Symbolism, Imagery, Allegory
Drums in Nectar in a Sieve symbolize times of great change. Our introduction to drumming occurs at Ira’s wedding (6.11): a drummer joins with a fiddler to make up a whole band. Then, as the miserable storm that drowns the fields and nearly destroys the town subsides, Ruku listens to the incessant "drums of calamity" beating for the whole town to hear (7.25). In their rhythm, she says she hears "the impotence of human endeavor." Worse, the silences are more ominous than the beats themselves, as they seem to only signal greater and incessant doom. Just as a silence following a beat will always be followed by another beat, Ruku is sure her disasters will pile one upon the other.
The next instance of drumming occurs at Deepavali, the Festival of Lights (10.8). It is an upbeat time in Ruku and Nathan’s lives, as food is no longer scarce. Their fortunes have shifted away from hunger, and the drumming of that night signals a change in rhythm, which will lead to the conception of their last baby, Kuti. These drums brought a child to Ruku, but the next ones will take boys from her. Workers show up in the town beating drums, calling men to come to Ceylon (12.34). Arjun and Thambi, who have just left the tannery, decide that their lives must march on (with our without their family), so they follow the call to a far-off land.

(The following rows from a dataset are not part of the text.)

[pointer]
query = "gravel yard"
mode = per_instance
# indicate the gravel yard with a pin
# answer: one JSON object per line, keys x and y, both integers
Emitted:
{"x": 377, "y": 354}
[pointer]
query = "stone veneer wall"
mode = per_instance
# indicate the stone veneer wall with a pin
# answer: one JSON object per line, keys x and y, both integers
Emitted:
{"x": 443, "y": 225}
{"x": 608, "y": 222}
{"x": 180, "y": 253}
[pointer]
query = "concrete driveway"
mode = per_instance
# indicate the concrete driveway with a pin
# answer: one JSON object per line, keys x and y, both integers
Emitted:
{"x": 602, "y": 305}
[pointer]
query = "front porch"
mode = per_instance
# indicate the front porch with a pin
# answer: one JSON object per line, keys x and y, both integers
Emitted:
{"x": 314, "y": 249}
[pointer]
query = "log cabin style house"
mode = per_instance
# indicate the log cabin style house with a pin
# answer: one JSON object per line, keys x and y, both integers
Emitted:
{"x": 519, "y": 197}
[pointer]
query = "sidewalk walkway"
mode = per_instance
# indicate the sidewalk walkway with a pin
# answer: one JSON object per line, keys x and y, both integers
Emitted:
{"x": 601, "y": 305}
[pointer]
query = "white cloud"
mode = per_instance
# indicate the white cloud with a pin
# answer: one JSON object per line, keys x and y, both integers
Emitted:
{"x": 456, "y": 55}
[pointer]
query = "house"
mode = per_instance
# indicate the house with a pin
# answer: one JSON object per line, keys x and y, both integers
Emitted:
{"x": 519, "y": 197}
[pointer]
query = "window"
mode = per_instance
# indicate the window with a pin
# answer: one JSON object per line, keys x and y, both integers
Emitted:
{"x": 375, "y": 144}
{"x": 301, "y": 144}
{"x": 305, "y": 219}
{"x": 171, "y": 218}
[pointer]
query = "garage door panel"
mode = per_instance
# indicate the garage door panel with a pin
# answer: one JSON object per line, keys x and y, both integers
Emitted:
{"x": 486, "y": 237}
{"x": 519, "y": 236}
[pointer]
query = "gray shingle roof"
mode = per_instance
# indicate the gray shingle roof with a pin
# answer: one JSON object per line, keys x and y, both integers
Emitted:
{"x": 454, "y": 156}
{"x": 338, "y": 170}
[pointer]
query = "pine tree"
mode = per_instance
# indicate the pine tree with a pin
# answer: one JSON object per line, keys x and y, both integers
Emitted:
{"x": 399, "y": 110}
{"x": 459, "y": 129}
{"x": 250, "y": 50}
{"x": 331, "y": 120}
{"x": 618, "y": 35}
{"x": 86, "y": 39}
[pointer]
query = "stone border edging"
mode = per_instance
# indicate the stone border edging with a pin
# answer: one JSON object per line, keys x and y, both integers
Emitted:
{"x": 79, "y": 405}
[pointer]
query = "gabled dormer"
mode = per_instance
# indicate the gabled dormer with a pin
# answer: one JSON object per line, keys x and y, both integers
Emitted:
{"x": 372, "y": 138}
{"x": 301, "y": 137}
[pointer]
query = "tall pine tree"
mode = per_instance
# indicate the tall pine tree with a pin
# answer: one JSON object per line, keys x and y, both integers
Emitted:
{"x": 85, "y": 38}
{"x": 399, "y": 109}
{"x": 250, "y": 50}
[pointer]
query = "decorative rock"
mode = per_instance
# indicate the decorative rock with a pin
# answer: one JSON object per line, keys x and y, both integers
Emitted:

Drums take on another meaning when they are present at Raja’s death (15.8). The drums begin on the morning Raja is to be cremated. As is customary, the women stay behind instead of attending the actual cremation. Ruku listens to the drum-beats, and when they finally stop, it is a signal to Ruku that the burning is complete, and that Raja’s body is no more. The drums here seem to symbolize life as a drum beat, a reliable thing that ticks on so long as the heart has beats left in it.

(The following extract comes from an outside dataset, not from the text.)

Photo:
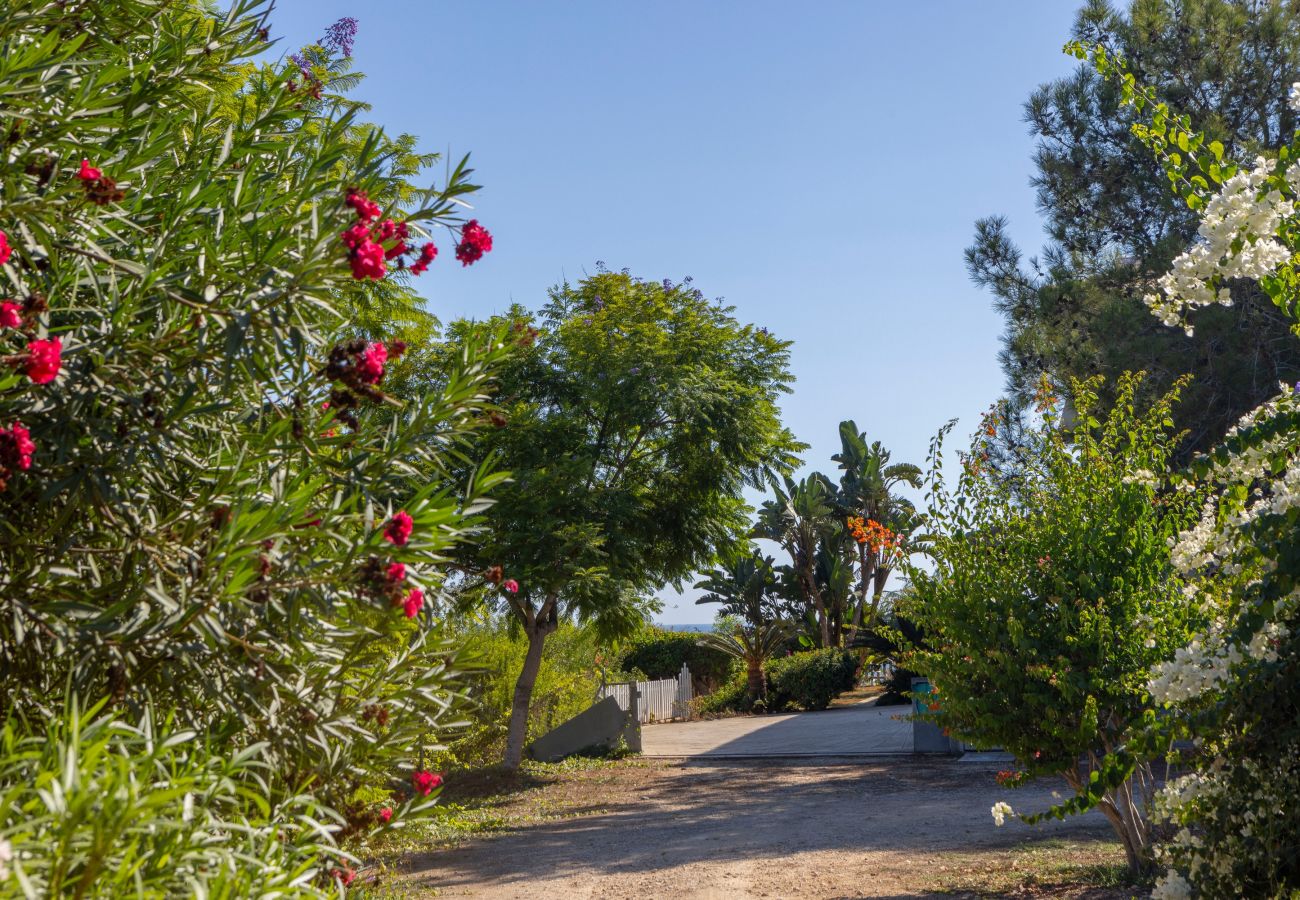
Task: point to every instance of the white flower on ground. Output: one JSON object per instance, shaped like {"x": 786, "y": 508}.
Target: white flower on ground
{"x": 1171, "y": 886}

The dum-dum carts that Ruku buy for Puli and Sacrabani represent the final instance of drum-like rhythms in the book. Puli’s little beat following them along as he pulls the cart behind him symbolizes Ruku’s endurance against all odds. The little toys are with her when she and Puli return to the village. It’s notable that Puli clutches the silent cart in his arms in his moment of hesitation over being welcomed to Puli’s family. But Ira’s immediate warm acceptance of him is a hint to the reader that he will soon joyously pull the cart, with its little drumbeat, behind him again.